Monday, November 26, 2012

Abandoned Landscapes

My photo of an abandoned
gas station near Pana, IL 
The start of the holiday shopping season made me think again about some of the cultural-environmental impacts of our habits, in which I'm part of the problem, too. A few years ago I wrote an issue of FaithLink, “Just Shopping” (Nov. 27, 2005). We raised the issue of box stores that expand to larger facilities but leave behind empty buildings that sit vacant for years. (My hometown has a Wal-Mart super store but the former store has been unoccupied for years.) A difficult issue! Economic well-being sometimes involve facility expansion, but what happens to the disused place? Earlier I researched a similar theme for the FaithLink issue, "Saving Main Street" (June 11, 2000).

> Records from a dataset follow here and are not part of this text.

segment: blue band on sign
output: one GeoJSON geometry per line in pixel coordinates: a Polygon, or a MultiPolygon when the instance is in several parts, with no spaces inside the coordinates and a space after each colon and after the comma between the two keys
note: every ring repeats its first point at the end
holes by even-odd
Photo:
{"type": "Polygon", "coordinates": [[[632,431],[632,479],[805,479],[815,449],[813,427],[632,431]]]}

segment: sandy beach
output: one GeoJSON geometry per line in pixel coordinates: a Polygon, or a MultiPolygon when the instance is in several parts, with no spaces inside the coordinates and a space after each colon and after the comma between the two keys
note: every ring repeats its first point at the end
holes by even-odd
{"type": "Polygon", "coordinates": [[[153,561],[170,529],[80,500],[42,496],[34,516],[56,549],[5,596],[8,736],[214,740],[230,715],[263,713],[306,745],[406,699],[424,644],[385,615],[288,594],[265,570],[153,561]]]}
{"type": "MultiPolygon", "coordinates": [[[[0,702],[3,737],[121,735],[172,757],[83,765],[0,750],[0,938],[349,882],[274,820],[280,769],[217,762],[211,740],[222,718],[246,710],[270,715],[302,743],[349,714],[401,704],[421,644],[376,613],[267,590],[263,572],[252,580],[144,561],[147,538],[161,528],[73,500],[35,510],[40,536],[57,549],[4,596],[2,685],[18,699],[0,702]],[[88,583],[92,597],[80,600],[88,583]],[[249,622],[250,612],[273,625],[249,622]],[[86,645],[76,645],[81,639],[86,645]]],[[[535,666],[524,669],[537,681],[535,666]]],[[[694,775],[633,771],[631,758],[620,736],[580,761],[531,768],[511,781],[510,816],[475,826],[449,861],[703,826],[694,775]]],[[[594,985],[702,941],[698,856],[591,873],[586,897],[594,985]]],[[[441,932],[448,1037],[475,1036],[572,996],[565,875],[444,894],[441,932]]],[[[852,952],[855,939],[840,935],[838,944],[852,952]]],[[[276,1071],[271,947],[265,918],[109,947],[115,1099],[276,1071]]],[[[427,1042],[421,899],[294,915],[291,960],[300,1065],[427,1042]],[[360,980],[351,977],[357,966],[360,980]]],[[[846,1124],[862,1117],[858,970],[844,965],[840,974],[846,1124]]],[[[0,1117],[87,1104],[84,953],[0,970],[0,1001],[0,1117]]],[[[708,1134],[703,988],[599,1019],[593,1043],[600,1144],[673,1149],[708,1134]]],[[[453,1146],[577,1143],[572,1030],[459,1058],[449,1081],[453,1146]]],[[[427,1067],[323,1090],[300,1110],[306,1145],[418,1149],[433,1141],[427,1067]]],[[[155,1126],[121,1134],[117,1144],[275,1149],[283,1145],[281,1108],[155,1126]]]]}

The topic is larger than just box stores. Drive through many small towns and you’ll encounter vacant store fronts in the business district. If the stores become occupied, the business may be just a shadow of the place’s former self, for instance, a nice small-town clothing store that had sold good brands for an appreciative clientele becomes a thrown-together antique mall. That's not always the case, and some amount of commerce may be better than a completely disused store. You also see deteriorating commercial buildings in many communities; they’ll never house anything and will someday be torn down.

Several months ago I purchased and studied two books, Vanishing America: The End of Main Street: Diners, Drive-Ins, Donut Shops, and Other Everyday Monuments by Michael Eastman (New York: Rizzoli, 2008) and Approaching Nowhere by Jeff Brouws (New York: W. W. Norton and Co., 2006). Both books of photographs document disused and abandoned landscapes, including buildings in disrepair, deteriorating signage, and ugly landscapes of urban, small-town, and rural areas. Approaching Nowhere begins with a variety of photos of empty parking lots, empty store fronts, fading motel signs, neon signs on restaurants and filling stations, and wide spots on the interstate. His chapter “Franchises” depict current types of businesses, like Wal-Mart and McDonalds, while “Discarded Landscape” portrays abandoned and decaying commercial buildings and lots filled with rubble. In a concluding essay, Brouws reflects on the meaning of these landscapes, while William L. Fox in his essay discusses the way that the American impulse for mobility doesn’t always lead to success and, in fact, as Brouws’ photos show, can lead to ruin.

Eastman’s book, meanwhile, provides series of photographs of “main street”: theaters, churches, hangouts, doors, signs, stores, services, automobiles, hotels, and restaurants. Many of the depicted places and things are representative of the forlorn small towns through which you pass if, like me, you enjoy traveling the two-lane roads when you can. (If you love those forlorn small towns, you’ll certainly enjoy Vanishing America!) But not all of Eastman’s subjects are fading relics; some are functioning places in good shape.

Abandoned alignment of
U.S. 51 in Fayette Co., IL 
I remembered a book I purchased years ago in a used bookstore in Flagstaff, David Plowden’s The Hand of Man on America (Riverside, CT: The Chatham Press, 1971). Plowden, a long-time observer of the American Landscape through his black and white photographs, similarly depicts both pleasant and ruined, bypassed landscapes in his travels. He also decries the environmental and cultural wreckage to which our love of mobility brings us. What he calls (in the last long essay in the book) “the great sorrow of the automobile age” is that we ruin the land by constructing more and more roads to see the land’s cherished sights.

There is a lot of food for thought in these books. Right now, Douglas Brinkley’s introduction to Vanishing America includes a strange attractiveness in such landscapes: the photos “are like field reports from Main Street, dispatches meant to trigger our frayed historical imagination. You could view these photos as valentines of goodbye.” Poet William Carlos Williams saw “beauty in the refuse” of his native Paterson, NJ; the broken bottles of the tenements he described as “gems... It’s a matter of your eyes looking at them right” (p. 11). It does seem odd that someone (like me) would leaf through the sad landscapes of Approaching Nowhere and feel a deep sense of nostalgia, an eagerness to return to the road and embrace the sorrow of which Plowden writes.